Category: Marvel Cinematic Universe, The Avengers (Marvel Movies)
Genre: Other, Sam is in it for like 8, bruce is in it for like 4 seconds, but they're important for the story so I tagged them, i tried to stay as close to the canon as possible so it's not stucky, the relationships are platonic
Language: English
Status: Completed
Published: 2019-05-04
Updated: 2019-05-04
Packaged: 2020-02-23 19:15:20
Rating: General Audiences
Warnings: Creator Chose Not To Use Archive Warnings
Chapters: 1
Words: 3,535
Publisher: archiveofourown.org
Story URL: https://archiveofourown.org/works/18708292
Author URL: https://archiveofourown.org/users/QuothTheRaven_Nevermore/pseuds/QuothTheRaven_Nevermore
Summary: Steve's final scene rewritten.





	No Longer a Man Out of Time

**Author's Note:**

> I'm mad about endgame and wrote this. There's spoilers so if you haven't seen it and don't want to see those then I don't recommend reading this. It's a rewrite of the scene where Steve comes back as an old man and gives the shield to Sam except with the Steve/Bucky best friend content we deserved.

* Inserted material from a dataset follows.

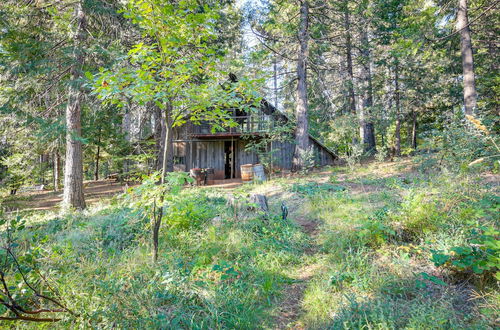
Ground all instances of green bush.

“Go then,” Bucky says, smiling. Steve looks up at him, surprised. He was just talking, just wondering what if. He definitely didn’t expect Bucky to encourage his idea. “Go for the both of us.”

“Bucky,” Steve says, “I can’t.”

“Why not? What you do in the past won’t affect the future.”

“But what about our friends here? What about you?” Steve looks up at Bucky, their eyes meeting.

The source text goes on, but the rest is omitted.